Rito do descarte
Dançarinos virtuosos entregam-se ao ritual do jovem contemporâneo em “Multidão”, espetáculo de abertura da MITsp
Por Gabriela Mellão
Um retrato dos ritos da juventude de hoje. Em Multidão, espetáculo da diretora franco-austríaca Gisèle Vienne que abriu ontem (5) a MITsp — Mostra Internacional de Teatro de São Paulo no Auditório Ibirapuera, jovens experimentam um transe coletivo em uma festa rave, embalados pela música techno. Artista de dança-teatro que há 20 anos se projeta sobre a cena europeia com espetáculos sombrios, ainda que belos e vibrantes, Vienne cria Multidão inspirada em A Sagração da Primavera — o espetáculo sobre um ritual pagão, composto por Igor Stravinsky e coreografado por Nijinsky, que subverteu a estética da música e da dança do início do século XX dando origem ao Modernismo.
Como A Sagração…, Multidão funde estruturação e desordem, precisão e descontrole, harmonia e dissonância através de um rito poderoso, em que uma massa de corpos é entregue a um ritmo pulsante, num palco coberto por terra. A força do culto, no entanto, deixa de ter o sagrado como guia. Amparada por uma encenação hipnótica, conduzida por dançarinos virtuosos, Vienne constrói uma reflexão filosófica sobre o vazio da humanidade contemporânea.

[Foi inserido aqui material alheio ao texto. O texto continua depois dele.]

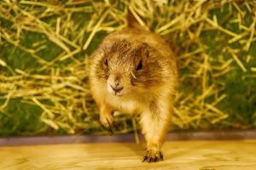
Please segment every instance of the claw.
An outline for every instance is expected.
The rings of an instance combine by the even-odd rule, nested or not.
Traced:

Durante o rito, jovens se agitam em um êxtase coletivo. Aqui e ali, seus estados alterados de sentidos experimentam instantes de luxúria, promiscuidade e violência. São cenas de encontros e desencontros tão circunstanciais quanto efêmeras e insignificantes, desenhadas por movimentos meticulosos, predominantemente lentos, que apesar de individuais a todo momento ressoam o grupo. Ao final do rito retratado por Vienne, nada permanece, além de sujeira.
A diretora também apresenta na MITsp o solo Babaca. Fruto de uma parceria entre ela e o escritor americano Dennis Cooper, a obra é uma reconstrução imaginária dos crimes cometidos pelo serial killer Dean Corll (1939–1973), conhecido como “the candy man”, homem que torturou, estuprou e executou mais de vinte garotos na cidade de Houston, no Texas, em meados dos anos 1970. Em cena, enquanto cumpre sua sentença de prisão perpétua, Corll (vivido pelo ventríloquo e ator francês Jonathan Capdevielle) serve-se de fantoches para recompor os crimes cometidos.